Unfortunately, even your most conservative estimates will often be an order of magnitude too optimistic.
You get sued by an incumbent competitor and they bury you in paperwork.
Or a great opportunity arises but seizing it will cost you.
On an episode of the Founders podcast about Sol Price, who founded the precursor to retail concepts like Costco, David Senra describes how Sol budgeted $500,000 to open his first store. He and his investors quickly learned it actually took $5,000,000.
Point is, forecasting is worth doing, but if you’re doing something that nobody has ever done, you’re not going to get it right. (”Plans are useless. But planning is indispensable.”) So do the planning. Then raise as much as you can.
As much as you can without suffering intolerable dilution.
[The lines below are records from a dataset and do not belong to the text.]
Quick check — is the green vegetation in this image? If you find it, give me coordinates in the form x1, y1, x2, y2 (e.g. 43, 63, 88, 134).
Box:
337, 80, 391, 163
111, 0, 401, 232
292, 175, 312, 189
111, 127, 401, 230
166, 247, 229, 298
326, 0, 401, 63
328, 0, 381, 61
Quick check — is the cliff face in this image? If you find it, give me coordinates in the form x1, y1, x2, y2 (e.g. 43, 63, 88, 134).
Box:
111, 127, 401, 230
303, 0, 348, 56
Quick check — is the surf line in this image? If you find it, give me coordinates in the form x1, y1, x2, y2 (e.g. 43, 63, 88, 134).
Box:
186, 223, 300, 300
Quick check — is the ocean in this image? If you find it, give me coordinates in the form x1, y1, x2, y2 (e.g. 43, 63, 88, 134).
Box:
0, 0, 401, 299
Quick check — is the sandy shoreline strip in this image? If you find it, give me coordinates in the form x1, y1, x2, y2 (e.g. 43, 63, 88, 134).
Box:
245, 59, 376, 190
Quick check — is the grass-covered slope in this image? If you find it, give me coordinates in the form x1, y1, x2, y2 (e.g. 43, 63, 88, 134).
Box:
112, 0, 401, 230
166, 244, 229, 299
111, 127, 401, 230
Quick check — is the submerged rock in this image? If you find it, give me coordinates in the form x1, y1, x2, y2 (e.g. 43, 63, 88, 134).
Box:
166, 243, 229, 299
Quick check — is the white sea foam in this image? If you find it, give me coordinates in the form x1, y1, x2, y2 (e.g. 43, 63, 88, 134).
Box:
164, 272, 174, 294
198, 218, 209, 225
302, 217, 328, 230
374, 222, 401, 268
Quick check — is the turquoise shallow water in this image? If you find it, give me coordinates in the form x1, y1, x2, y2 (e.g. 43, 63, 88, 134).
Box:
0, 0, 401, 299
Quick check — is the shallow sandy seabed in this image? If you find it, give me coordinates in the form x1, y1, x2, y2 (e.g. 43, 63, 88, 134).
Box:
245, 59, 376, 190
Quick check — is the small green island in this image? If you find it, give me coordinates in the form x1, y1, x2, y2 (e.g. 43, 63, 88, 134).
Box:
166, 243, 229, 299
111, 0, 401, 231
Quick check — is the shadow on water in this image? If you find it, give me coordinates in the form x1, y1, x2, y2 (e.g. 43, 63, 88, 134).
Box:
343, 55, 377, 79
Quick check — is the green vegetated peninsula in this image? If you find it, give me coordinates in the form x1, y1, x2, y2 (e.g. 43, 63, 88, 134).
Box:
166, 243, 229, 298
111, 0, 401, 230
That’s a pretty subjective calculation. But consider this. Dilution is a “penny wise, pound foolish” thing. You can minimize dilution today by raising just enough to survive your best-case scenario. Obviously, statistically speaking, that might work. It might!
I know I’ve seen it work, though I’m struggling to conjure an example.
What I’ve seen more often is this: Entrepreneur raises on rosy estimates. Entrepreneur misses estimates. (Don’t need to tell you, but this stuff is hard!) Cash is burned. Payroll is looming. No major milestones are achieved. And, so, entrepreneur calls up investors asking for more cash. (”We’re so close!” Probably true.) Entrepreneur gets the cash. But—spoiler alert—it’s not cheap; it’s not fun. The valuation drops. (A dreaded “down round.”) Investors demand concessions: Control. Dividends. Preferences. 1990s shit.
Silver lining: your 409A valuation drops so your employees get cheaper options.
Now imagine that our entrepreneur started by raising 2x the best case scenario. Or raised a quick, small round on decent terms—maybe a SAFE—and used the extra runway to negotiate a larger round on better terms?
Of course, that might not be possible. Sometimes you just take what you can get and grind it out.
This isn’t a science.
But here’s the bottom line: Raise as much as you can when you’re not desperate—when you’re hitting milestones. Don’t give capital leverage through your poor planning, optimism, or miserly stance on dilution. The extra dilution you give up now from raising too much will more than offset the risk of punitive terms you face from raising too little.